A diferença e o diferente, assim, desaparecem do horizonte. E os algoritmos de cada plataforma, por sua vez, reforçam ainda mais essa característica “mais do mesmo” das redes digitais. Poderíamos dizer que a informação hoje não é mais sinônimo de poder, pois cada pessoa pode ter acesso a elas, em um clicar de botões. O poder está em quem gerencia as informações. Quando entregamos esse poder de gestão sobre nossas informações pessoais a tais conglomerados informacionais e midiáticos, estamos abrindo mão de uma importante parcela de responsabilidade sobre a nossa própria vida.
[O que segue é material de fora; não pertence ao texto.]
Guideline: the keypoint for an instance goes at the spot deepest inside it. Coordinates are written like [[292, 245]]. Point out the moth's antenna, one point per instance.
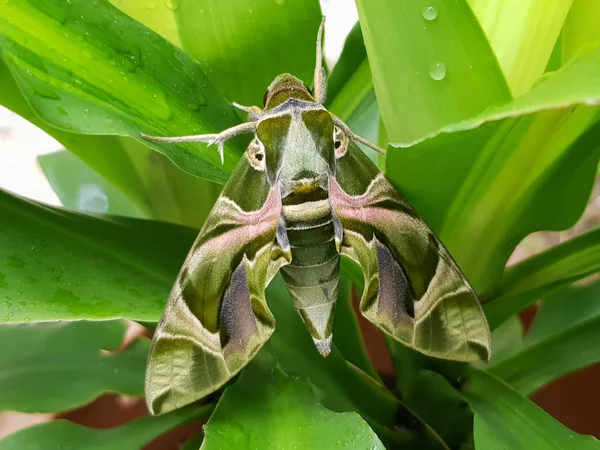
[[253, 112], [210, 139], [320, 81], [355, 137]]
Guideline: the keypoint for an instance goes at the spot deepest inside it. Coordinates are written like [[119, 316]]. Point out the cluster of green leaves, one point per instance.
[[490, 110]]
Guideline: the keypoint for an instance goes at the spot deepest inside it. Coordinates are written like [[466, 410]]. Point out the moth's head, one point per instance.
[[284, 87], [296, 150]]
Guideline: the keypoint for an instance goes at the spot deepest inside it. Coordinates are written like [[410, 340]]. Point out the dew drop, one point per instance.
[[429, 13], [437, 71]]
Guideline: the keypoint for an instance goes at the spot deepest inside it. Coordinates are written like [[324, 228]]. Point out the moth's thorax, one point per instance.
[[283, 88], [299, 148]]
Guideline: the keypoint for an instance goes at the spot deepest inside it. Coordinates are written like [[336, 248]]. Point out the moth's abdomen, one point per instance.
[[312, 276]]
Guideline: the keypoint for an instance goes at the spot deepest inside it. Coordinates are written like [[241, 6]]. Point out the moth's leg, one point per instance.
[[355, 137], [254, 112], [210, 139], [320, 81]]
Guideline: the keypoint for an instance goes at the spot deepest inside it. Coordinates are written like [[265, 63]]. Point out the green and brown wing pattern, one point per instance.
[[414, 291], [217, 318]]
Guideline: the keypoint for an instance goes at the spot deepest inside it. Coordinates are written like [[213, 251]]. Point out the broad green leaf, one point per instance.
[[265, 409], [506, 340], [351, 95], [58, 264], [486, 183], [157, 15], [103, 153], [527, 281], [65, 435], [126, 267], [346, 331], [81, 188], [506, 420], [243, 42], [242, 45], [431, 67], [56, 366], [581, 29], [87, 67], [146, 177], [564, 338], [353, 55], [174, 195], [428, 395], [344, 385], [522, 34], [193, 443]]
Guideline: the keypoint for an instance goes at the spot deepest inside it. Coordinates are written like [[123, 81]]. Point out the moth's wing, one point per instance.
[[414, 291], [216, 318]]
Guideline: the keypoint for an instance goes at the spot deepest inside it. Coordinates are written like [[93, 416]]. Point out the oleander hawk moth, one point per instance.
[[302, 195]]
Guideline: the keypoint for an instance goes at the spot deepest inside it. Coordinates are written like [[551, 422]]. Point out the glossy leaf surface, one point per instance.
[[70, 436], [503, 176], [448, 73], [504, 419], [98, 71], [522, 34], [63, 366], [529, 280], [563, 339], [64, 265], [249, 415]]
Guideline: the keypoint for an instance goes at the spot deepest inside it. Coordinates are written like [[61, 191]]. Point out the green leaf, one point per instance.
[[65, 435], [505, 420], [527, 281], [87, 67], [411, 102], [486, 183], [266, 409], [156, 15], [564, 338], [522, 34], [81, 188], [103, 153], [63, 366], [345, 386], [250, 42], [429, 394], [581, 30], [353, 55], [346, 331], [58, 264]]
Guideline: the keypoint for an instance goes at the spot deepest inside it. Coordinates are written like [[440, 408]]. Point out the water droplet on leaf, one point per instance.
[[429, 13], [437, 71]]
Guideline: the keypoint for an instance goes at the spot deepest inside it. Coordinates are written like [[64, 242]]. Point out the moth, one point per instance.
[[302, 195]]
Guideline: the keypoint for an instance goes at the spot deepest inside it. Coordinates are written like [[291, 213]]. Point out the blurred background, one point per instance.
[[571, 400]]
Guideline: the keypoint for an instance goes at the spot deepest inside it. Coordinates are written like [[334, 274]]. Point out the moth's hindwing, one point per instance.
[[414, 291], [217, 318]]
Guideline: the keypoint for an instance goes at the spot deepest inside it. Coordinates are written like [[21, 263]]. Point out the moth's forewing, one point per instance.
[[217, 318], [414, 291]]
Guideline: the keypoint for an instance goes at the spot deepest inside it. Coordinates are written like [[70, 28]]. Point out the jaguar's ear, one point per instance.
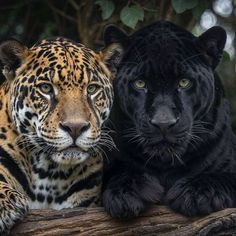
[[113, 34], [12, 52], [211, 44], [112, 56]]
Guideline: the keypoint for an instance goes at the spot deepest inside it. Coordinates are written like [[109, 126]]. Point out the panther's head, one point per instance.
[[165, 84], [60, 94]]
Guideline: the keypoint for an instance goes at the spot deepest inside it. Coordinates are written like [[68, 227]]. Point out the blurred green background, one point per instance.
[[31, 20]]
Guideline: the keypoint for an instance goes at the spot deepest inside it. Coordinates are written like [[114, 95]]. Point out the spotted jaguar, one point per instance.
[[53, 105]]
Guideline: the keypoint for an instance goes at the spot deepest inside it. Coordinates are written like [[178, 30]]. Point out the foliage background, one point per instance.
[[84, 20]]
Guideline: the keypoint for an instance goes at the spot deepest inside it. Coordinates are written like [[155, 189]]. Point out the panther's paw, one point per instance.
[[14, 207], [199, 196], [121, 204], [127, 195]]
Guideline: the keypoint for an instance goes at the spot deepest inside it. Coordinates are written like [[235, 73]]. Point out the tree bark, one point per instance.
[[95, 222]]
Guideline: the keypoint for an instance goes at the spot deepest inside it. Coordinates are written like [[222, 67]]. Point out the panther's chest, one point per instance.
[[64, 187]]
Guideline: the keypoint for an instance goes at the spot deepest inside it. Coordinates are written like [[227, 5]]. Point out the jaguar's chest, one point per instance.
[[60, 187]]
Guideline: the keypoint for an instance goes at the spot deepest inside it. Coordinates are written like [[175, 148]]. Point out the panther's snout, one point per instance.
[[164, 118]]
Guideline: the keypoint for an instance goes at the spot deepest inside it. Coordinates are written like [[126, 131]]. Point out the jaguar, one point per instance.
[[172, 123], [53, 104]]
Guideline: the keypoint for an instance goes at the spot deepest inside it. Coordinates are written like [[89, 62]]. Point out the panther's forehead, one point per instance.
[[62, 62]]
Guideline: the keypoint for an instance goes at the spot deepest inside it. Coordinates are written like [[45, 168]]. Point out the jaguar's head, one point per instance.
[[165, 84], [60, 95]]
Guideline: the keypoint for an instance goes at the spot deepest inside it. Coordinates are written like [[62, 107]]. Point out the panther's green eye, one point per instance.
[[46, 88], [92, 88], [139, 84], [184, 83]]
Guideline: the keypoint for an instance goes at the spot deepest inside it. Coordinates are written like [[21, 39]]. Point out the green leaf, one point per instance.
[[200, 8], [131, 15], [107, 8], [182, 5]]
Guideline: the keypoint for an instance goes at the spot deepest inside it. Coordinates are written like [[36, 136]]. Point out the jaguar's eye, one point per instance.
[[139, 84], [92, 88], [184, 83], [46, 88]]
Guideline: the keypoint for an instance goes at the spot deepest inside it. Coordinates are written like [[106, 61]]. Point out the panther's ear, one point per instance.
[[113, 34], [211, 44], [112, 56], [12, 52]]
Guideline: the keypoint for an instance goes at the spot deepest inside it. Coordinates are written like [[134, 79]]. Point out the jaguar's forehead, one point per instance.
[[63, 62]]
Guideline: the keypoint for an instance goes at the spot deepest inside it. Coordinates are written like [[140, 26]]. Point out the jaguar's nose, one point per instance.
[[75, 129]]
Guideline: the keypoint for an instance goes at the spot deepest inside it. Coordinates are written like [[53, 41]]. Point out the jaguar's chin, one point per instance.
[[70, 156]]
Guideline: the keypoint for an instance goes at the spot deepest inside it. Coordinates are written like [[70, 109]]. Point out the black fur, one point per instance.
[[176, 144]]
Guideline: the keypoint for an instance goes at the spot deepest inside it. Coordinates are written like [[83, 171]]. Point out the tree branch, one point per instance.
[[95, 222]]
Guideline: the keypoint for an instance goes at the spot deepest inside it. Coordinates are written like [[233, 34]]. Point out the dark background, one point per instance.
[[32, 20]]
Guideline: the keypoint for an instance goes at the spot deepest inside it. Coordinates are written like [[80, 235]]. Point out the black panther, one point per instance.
[[172, 124]]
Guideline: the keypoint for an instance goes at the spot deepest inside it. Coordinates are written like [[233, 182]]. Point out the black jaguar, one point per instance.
[[171, 118]]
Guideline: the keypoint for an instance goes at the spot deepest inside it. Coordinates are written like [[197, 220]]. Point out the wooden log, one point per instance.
[[159, 221]]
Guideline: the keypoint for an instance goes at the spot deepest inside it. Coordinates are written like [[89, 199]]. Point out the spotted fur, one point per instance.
[[51, 125]]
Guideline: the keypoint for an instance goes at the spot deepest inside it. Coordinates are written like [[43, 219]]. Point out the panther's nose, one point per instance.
[[164, 118], [163, 124], [75, 129]]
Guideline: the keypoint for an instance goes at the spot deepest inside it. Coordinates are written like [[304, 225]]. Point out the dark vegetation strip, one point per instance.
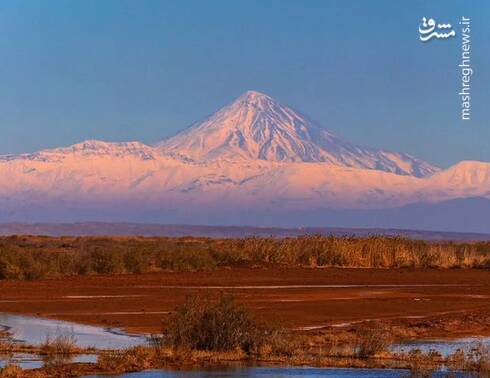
[[35, 257]]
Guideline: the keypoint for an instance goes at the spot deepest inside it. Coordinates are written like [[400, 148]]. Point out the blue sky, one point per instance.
[[143, 70]]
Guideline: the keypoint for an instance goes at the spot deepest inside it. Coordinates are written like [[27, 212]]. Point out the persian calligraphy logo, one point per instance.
[[428, 29]]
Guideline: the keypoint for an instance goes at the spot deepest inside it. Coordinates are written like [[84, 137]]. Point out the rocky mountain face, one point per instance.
[[255, 126], [254, 156]]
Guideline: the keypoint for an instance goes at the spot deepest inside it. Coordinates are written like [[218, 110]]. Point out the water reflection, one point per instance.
[[281, 373], [34, 330]]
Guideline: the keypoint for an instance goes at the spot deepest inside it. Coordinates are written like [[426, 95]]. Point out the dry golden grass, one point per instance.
[[29, 258]]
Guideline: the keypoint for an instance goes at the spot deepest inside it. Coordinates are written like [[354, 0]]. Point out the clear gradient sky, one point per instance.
[[143, 70]]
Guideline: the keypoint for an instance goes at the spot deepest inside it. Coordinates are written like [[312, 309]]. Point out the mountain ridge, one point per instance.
[[94, 180], [255, 126]]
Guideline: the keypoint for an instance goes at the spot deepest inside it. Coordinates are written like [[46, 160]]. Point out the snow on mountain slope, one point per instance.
[[253, 155], [465, 179], [255, 126]]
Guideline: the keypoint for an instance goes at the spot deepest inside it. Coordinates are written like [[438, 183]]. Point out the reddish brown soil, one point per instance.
[[138, 302]]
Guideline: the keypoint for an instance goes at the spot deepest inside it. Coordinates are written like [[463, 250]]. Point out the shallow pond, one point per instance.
[[33, 361], [34, 331], [444, 347]]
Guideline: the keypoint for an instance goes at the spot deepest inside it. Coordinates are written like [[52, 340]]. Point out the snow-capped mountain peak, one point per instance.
[[255, 126]]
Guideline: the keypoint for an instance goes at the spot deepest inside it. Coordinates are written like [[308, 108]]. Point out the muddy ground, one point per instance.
[[438, 303]]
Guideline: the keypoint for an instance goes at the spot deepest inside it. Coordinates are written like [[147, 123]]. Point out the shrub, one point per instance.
[[201, 324], [373, 341]]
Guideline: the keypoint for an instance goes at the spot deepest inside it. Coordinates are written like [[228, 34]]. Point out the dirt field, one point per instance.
[[298, 298]]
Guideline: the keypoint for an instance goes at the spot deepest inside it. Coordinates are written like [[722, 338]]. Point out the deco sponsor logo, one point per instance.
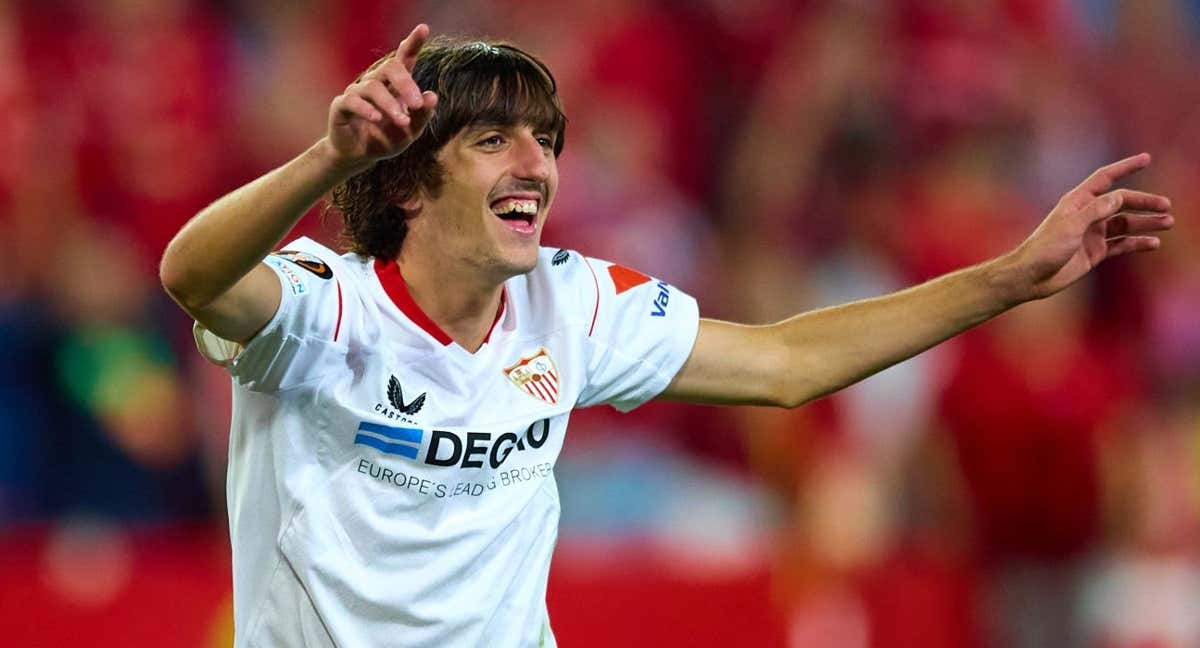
[[449, 449]]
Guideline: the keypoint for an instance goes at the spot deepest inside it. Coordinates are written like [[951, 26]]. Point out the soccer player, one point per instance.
[[399, 409]]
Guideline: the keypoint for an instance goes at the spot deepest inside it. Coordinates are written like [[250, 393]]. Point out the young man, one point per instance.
[[399, 411]]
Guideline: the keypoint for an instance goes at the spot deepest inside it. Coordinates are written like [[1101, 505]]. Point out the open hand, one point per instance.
[[384, 112], [1089, 225]]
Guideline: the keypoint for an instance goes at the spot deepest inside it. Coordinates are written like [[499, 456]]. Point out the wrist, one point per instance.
[[333, 163], [1008, 281]]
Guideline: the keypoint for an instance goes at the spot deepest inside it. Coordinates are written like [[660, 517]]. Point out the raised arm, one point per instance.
[[213, 267], [809, 355]]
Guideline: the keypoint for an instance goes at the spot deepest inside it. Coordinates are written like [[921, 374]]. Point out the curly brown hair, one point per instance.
[[477, 83]]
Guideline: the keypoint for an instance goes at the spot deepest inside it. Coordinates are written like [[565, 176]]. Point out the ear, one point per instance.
[[413, 205]]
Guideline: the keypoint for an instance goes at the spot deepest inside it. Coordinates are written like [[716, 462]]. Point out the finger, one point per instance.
[[1140, 201], [1132, 244], [376, 93], [402, 85], [412, 46], [351, 106], [1105, 177], [1126, 223], [425, 113]]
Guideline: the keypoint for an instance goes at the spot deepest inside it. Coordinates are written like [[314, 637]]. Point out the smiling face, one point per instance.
[[497, 185], [497, 129]]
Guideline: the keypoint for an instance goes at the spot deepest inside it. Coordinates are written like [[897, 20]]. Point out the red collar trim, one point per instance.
[[394, 285]]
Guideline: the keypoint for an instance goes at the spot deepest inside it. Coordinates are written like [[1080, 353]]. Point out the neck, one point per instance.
[[460, 301]]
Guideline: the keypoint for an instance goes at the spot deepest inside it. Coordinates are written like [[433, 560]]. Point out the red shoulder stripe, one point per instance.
[[597, 283]]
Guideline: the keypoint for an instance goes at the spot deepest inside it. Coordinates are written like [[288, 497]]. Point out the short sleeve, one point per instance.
[[643, 333], [309, 317]]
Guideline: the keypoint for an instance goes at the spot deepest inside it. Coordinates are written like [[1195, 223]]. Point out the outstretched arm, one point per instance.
[[213, 267], [809, 355]]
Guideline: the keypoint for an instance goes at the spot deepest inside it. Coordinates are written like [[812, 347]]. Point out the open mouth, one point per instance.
[[520, 214]]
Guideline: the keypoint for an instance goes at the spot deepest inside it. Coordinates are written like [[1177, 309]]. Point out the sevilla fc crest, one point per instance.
[[537, 376]]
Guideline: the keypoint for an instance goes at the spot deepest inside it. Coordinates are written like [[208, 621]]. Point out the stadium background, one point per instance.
[[1033, 483]]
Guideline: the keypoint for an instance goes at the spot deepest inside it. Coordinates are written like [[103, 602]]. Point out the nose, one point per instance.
[[532, 160]]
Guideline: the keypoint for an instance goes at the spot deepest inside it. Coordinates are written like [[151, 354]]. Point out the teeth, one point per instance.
[[521, 207]]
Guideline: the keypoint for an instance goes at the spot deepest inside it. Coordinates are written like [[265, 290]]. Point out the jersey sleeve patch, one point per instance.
[[623, 279], [291, 277], [309, 262]]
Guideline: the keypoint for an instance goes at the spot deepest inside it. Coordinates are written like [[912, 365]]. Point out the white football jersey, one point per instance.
[[387, 487]]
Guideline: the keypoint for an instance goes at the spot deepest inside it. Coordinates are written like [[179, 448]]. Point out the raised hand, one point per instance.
[[1089, 225], [382, 114]]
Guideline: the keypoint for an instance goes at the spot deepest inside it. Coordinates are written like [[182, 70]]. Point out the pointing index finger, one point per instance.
[[1108, 175], [412, 46]]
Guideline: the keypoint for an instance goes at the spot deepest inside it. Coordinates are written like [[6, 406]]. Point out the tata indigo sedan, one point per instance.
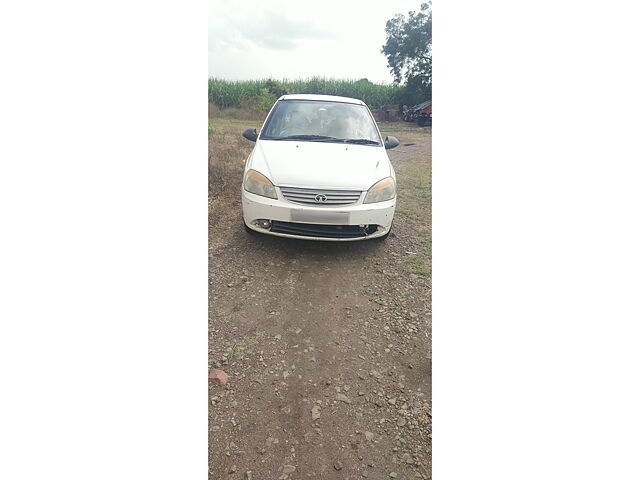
[[319, 171]]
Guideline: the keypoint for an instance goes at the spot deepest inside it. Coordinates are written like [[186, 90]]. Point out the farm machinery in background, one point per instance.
[[421, 113]]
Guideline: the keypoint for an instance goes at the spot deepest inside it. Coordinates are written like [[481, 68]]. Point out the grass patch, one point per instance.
[[414, 204]]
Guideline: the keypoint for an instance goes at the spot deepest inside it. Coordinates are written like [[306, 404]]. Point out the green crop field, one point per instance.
[[261, 94]]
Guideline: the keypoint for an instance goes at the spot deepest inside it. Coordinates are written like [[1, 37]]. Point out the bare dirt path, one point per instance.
[[327, 345]]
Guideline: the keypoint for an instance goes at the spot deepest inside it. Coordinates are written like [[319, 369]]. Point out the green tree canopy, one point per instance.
[[408, 51]]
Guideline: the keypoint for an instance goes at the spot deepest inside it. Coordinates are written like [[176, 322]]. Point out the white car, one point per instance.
[[319, 171]]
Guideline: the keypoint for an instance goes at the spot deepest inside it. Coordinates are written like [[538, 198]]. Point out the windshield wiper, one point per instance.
[[362, 141], [306, 137]]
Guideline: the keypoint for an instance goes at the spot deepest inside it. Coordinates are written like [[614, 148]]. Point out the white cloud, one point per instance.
[[340, 39]]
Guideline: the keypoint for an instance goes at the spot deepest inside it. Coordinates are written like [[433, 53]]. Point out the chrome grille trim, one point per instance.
[[307, 195]]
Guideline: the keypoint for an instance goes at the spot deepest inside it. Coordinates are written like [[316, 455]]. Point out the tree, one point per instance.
[[408, 52]]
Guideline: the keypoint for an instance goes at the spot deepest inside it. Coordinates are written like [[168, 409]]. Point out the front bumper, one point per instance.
[[285, 215]]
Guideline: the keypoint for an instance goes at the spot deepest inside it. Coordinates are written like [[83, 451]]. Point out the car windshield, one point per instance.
[[321, 121]]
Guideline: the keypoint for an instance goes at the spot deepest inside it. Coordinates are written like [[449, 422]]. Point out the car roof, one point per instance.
[[326, 98]]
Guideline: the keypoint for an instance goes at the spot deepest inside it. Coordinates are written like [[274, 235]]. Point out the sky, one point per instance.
[[289, 39]]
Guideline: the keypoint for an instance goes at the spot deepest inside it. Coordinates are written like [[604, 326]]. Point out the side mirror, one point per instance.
[[250, 134], [391, 142]]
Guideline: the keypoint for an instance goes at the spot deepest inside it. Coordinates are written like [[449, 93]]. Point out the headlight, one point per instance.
[[257, 183], [382, 191]]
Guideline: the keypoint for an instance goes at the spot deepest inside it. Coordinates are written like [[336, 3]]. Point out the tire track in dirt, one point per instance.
[[298, 324]]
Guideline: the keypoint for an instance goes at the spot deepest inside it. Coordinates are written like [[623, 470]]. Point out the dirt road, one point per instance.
[[327, 345]]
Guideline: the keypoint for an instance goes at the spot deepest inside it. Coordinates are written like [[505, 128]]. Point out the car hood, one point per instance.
[[320, 164]]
Mas o Papa Francisco é bem claro na mensagem: “Uma argumentação impecável pode basear-se em fatos inegáveis, mas, se for usada para ferir o outro e desacreditá-lo à vista alheia, por mais justa que apareça, não é habitada pela verdade. A partir dos frutos, podemos distinguir a verdade dos vários enunciados: se suscitam polêmica, fomentam divisões, infundem resignação ou se, em vez disso, levam a uma reflexão consciente e madura, ao diálogo construtivo, a uma profícua atividade”.

Em síntese, o sinal do comunicador cristão, nas redes e fora delas, é a paz. Uma comunicação que, como reza o pontífice no fim de sua mensagem, pratica a escuta, e não o rumor; inspira harmonia, e não confusão; leva clareza, e não ambiguidade; leva partilha, e não exclusão; usa sobriedade, e não sensacionalismo; faz interrogativos verdadeiros, e não superficialidade; desperta confiança, e não preconceitos; leva respeito, e não agressividade; e, por fim, leva verdade, e não falsidade. É nas relações construídas a partir desse horizonte que a “Verdade em pessoa” se manifesta e se encarna.